Infelizmente, eles se comportam de maneiras muito ruins, enviam crianças ou mulheres para buscar comida para seus filhos e, infelizmente, elas são mortas ou baleadas por tanques ou franco-atiradores. Infelizmente, muito poucas voltam vivas. Isso é o que chamam de ajuda, mas é apenas matar civis. Muitas pessoas morreram assim, saem para buscar comida para seus filhos e, infelizmente, a maioria não volta. Infelizmente, 2 milhões para 2000 sacos de farinha como isso será suficiente? Quero dizer, é impossível. Ou bombardeiam, ou disparam projéteis ou balas. Vejo isso como uma ajuda falsa.

  1. Você mencionou ataques físicos de Israel à Palestina desde sua infância. Quanta violência armada e opressiva esteve presente em sua vida antes do início oficial da guerra?

Desde criança, a violência sempre fez parte da minha vida. Mesmo antes da guerra recente, vivíamos sob medo constante de ataques aéreos, drones no céu, soldados nas fronteiras. O som das explosões era algo com que cresci. Eu ia para a escola sem saber se voltaria e encontraria minha casa de pé.

A ocupação não era apenas bombas, estava em tudo. Os postos de controle, as restrições diárias, a ameaça constante. Mesmo brincando na rua quando criança, nos sentíamos vigiados, inseguros. Conheci crianças que perderam seus pais antes mesmo desta guerra começar. Vi jovens sendo presos ou feridos só por falar ou participar de marchas pacíficas.

A violência não foi um momento. Foi um modo de vida. Do mais velho ao mais novo, todos crescemos com o medo como algo normal. O que acontece agora é pior, sim, mas a opressão já estava conosco há anos. Ela nos obrigou a crescer rápido demais.

  1. Você ou sua comunidade recebem ordens diretas de soldados israelenses, como evacuar áreas ou abandonar casas? Como essas ordens são transmitidas?

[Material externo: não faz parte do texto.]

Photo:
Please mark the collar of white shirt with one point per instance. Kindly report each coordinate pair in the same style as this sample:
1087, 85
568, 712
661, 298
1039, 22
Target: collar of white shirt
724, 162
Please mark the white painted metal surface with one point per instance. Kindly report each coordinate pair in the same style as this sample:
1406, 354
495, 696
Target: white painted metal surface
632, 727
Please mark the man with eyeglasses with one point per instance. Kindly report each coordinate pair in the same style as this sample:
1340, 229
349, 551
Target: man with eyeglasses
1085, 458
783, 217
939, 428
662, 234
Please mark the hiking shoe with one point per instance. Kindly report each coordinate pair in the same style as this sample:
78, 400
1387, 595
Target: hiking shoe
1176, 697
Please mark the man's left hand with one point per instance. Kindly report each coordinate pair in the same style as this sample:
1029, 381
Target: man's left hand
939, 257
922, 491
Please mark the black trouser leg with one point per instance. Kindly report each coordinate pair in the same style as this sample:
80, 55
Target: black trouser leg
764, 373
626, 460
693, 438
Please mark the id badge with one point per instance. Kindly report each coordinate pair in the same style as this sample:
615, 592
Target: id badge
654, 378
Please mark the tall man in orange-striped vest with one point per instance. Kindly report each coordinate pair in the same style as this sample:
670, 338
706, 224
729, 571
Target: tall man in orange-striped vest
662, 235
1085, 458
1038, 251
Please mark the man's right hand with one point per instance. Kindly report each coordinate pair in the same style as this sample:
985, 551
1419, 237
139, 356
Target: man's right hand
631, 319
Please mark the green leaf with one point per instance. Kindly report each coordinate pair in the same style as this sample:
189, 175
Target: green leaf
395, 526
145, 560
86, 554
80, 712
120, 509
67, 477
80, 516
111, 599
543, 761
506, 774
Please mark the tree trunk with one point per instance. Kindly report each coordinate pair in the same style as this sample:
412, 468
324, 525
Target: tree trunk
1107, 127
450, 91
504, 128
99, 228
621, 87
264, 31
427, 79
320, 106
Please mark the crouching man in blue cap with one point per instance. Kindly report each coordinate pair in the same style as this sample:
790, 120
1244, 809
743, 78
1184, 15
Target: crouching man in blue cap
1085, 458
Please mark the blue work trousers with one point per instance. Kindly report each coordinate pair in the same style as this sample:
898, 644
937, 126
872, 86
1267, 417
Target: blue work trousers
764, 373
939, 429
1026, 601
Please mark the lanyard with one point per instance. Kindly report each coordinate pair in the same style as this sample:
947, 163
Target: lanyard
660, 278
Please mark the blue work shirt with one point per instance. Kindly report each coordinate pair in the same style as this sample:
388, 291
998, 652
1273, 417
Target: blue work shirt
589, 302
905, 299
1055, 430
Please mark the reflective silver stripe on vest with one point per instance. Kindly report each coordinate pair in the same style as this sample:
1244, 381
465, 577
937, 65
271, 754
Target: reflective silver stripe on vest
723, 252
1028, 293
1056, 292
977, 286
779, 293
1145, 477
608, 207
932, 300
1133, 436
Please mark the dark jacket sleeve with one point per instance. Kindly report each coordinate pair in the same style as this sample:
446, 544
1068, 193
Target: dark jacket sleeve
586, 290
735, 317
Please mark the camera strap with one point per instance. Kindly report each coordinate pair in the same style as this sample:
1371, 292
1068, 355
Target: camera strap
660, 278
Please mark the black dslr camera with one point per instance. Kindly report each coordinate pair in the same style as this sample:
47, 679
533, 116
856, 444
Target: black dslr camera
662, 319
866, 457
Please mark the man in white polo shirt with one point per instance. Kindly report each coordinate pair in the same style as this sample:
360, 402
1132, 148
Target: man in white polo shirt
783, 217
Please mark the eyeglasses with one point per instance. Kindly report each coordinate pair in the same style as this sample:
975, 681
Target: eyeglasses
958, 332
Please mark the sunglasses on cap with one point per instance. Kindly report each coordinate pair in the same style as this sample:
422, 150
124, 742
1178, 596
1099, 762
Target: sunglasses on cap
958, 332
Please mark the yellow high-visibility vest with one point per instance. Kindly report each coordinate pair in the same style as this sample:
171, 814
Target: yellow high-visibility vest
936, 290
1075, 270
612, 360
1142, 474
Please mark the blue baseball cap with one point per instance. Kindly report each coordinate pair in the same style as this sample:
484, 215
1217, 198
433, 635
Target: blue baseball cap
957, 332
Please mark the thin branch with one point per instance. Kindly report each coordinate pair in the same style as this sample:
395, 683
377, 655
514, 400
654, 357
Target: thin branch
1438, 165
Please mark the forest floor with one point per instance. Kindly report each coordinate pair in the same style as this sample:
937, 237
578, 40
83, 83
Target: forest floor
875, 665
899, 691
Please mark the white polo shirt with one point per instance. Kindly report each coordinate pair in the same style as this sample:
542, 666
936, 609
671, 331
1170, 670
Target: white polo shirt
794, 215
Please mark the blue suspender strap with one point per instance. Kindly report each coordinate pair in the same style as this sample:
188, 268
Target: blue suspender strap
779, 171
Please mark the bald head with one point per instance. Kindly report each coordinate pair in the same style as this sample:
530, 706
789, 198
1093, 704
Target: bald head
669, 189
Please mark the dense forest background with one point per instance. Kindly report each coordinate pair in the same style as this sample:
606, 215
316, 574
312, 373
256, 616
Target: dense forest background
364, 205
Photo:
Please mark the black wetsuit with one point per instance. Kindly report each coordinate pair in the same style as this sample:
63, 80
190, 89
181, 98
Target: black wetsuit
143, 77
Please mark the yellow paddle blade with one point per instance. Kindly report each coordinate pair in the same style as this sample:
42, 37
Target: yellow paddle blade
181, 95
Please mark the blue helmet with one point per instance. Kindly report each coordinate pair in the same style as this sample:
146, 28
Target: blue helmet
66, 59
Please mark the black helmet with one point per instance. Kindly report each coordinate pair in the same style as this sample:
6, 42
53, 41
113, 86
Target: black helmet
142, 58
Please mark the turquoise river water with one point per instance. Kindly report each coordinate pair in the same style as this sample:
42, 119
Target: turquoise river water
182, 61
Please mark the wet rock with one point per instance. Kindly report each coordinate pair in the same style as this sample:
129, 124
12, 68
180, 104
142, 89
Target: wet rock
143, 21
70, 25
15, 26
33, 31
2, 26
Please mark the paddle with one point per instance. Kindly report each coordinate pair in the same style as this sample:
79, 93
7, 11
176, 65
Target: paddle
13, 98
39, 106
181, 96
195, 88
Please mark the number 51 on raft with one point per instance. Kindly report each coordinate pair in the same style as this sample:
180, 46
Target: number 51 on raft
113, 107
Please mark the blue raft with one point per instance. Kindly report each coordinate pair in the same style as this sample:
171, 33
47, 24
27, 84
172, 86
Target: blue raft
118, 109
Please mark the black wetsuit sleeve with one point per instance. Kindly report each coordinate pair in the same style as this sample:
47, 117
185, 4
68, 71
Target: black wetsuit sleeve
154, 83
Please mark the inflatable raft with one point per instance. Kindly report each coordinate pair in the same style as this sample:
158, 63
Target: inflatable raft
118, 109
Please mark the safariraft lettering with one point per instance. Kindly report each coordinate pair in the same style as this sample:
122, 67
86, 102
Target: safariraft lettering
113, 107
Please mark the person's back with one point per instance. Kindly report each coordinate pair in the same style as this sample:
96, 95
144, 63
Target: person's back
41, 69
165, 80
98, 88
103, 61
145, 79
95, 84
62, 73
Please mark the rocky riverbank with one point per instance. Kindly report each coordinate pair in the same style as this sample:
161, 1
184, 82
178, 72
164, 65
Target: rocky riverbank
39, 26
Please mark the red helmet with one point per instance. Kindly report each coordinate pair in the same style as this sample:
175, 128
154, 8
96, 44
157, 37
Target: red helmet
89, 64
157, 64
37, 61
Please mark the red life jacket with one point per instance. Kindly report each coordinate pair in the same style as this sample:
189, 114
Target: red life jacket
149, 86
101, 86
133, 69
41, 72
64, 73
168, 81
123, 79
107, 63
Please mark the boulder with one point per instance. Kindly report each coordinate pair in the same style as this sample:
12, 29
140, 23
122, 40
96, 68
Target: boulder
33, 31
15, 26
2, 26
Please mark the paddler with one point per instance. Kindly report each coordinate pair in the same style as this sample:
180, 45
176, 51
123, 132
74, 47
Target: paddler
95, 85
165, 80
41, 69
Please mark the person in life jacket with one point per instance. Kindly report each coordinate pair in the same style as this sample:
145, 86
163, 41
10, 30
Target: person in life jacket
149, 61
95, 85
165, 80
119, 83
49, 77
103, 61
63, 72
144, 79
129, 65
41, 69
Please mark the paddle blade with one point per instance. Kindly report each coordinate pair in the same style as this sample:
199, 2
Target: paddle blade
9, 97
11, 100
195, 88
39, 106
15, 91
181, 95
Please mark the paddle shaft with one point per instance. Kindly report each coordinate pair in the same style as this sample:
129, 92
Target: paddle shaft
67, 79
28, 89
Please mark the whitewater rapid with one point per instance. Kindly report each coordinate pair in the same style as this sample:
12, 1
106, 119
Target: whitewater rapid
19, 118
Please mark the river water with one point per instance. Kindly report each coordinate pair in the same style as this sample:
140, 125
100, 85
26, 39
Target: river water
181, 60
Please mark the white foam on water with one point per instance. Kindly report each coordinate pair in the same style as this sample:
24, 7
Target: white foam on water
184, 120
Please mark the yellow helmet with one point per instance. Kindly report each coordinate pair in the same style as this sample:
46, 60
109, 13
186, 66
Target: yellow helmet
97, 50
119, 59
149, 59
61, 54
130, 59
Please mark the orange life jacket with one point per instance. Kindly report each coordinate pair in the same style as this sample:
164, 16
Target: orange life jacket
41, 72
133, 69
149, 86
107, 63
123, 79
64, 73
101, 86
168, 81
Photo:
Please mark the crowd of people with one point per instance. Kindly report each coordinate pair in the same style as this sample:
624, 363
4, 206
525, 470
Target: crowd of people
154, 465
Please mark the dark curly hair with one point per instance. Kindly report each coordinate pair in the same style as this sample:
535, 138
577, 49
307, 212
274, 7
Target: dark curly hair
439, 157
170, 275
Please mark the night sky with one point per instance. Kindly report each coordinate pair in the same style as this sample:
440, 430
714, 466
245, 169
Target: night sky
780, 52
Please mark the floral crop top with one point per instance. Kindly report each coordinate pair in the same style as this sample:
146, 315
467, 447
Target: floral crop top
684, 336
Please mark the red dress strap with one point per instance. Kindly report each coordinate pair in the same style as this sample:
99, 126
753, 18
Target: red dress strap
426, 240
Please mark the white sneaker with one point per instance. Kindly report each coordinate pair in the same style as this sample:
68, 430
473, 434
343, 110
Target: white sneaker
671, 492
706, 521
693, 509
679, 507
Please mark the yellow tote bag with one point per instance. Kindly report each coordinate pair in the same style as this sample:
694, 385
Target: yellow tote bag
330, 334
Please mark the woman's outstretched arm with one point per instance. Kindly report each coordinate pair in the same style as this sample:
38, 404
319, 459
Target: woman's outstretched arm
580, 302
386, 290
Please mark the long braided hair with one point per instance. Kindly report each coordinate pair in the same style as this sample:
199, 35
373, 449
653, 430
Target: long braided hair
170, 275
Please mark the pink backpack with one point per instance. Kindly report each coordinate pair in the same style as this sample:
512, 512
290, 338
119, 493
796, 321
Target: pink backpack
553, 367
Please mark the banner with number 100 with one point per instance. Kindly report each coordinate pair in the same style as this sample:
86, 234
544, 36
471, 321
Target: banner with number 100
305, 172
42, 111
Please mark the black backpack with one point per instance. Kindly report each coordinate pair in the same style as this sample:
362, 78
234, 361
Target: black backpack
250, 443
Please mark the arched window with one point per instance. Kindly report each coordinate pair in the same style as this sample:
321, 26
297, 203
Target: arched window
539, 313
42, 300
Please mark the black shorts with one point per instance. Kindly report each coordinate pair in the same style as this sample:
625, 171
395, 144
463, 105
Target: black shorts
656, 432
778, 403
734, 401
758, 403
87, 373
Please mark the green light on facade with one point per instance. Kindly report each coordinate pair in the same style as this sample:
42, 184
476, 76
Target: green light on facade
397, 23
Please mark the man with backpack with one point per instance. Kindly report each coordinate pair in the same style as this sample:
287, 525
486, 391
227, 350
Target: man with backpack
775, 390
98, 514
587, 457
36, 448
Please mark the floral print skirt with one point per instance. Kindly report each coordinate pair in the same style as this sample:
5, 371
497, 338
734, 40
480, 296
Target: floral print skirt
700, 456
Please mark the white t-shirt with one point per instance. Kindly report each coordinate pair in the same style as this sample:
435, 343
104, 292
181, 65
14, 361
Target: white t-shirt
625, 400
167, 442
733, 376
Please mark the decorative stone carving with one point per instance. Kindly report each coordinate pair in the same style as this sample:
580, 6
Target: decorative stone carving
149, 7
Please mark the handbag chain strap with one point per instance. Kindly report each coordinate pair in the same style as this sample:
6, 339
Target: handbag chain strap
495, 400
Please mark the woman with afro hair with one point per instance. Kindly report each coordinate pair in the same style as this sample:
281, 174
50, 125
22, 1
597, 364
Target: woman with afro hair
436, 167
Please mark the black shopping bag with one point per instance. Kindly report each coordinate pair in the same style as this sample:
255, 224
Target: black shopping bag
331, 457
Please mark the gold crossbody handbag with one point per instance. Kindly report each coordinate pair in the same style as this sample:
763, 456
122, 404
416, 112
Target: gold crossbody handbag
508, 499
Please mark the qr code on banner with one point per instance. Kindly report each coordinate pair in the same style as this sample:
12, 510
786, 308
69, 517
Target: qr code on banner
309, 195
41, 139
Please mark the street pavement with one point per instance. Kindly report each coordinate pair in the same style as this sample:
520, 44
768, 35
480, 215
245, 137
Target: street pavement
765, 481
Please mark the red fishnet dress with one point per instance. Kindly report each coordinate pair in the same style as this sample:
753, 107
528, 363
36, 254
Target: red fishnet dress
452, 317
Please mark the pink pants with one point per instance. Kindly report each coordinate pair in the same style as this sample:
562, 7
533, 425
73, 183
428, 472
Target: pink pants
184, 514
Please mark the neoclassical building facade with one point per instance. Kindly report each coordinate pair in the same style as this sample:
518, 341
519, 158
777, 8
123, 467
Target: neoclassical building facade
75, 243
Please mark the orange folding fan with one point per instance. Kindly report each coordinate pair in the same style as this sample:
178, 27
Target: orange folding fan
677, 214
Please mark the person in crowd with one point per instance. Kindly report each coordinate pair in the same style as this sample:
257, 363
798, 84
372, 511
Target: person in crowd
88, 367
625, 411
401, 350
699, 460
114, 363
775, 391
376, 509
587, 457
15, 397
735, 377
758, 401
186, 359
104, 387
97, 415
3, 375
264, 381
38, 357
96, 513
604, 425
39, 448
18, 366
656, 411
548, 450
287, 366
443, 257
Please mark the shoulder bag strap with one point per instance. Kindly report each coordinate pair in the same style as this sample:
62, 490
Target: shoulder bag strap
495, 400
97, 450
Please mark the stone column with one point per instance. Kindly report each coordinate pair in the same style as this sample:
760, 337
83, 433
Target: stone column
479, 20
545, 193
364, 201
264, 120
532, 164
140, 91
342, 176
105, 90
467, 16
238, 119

Sim, recebemos ordens diretas do exército israelense, especialmente durante escaladas ou bombardeios. Essas ordens geralmente chegam por ligações telefônicas, mensagens de voz gravadas ou até panfletos lançados do céu. Às vezes, também usam drones com alto-falantes para dizer às pessoas que evacuem áreas específicas.

A pior parte é o pouco tempo que nos dão. Podem dizer: “Vocês têm 10 minutos para deixar sua casa”, e então o bombardeio começa. As pessoas correm apenas com a roupa do corpo. Não há tempo para levar nada.

É aterrorizante, especialmente para as crianças. E muitas vezes, não há nenhum lugar realmente seguro para ir. Mesmo os lugares para onde dizem que devemos fugir, como escolas ou hospitais, foram alvos. Então, mesmo quando seguimos as ordens, ainda não estamos seguros.

  1. Qual é a mensagem mais urgente que você gostaria que o mundo ouvisse sobre o que você está vivendo hoje em Gaza?

A mensagem mais urgente que quero que o mundo ouça hoje é esta: Somos seres humanos, não apenas números nas notícias.

O que está acontecendo em Gaza não é apenas um “conflito” ou uma “operação militar”. Estamos vivendo um pesadelo constante. Nossas crianças crescem ouvindo bombas em vez de risadas. Nossas mães choram silenciosamente enquanto tentam nos confortar. Nossa juventude vê seus sonhos destruídos antes mesmo de começarem.

Não estamos pedindo o impossível, só queremos viver com dignidade, dormir em paz, estudar, trabalhar e viver nossas vidas como qualquer outro ser humano. Gaza não é apenas uma zona de guerra, está cheia de pessoas que amam, sonham e sofrem.

Imploro ao mundo que ouça nossas vozes sem viés, sem silêncio e sem virar o rosto. Merecemos viver, assim como todos neste planeta. Acordem e sejam nossa voz — não apenas assistam.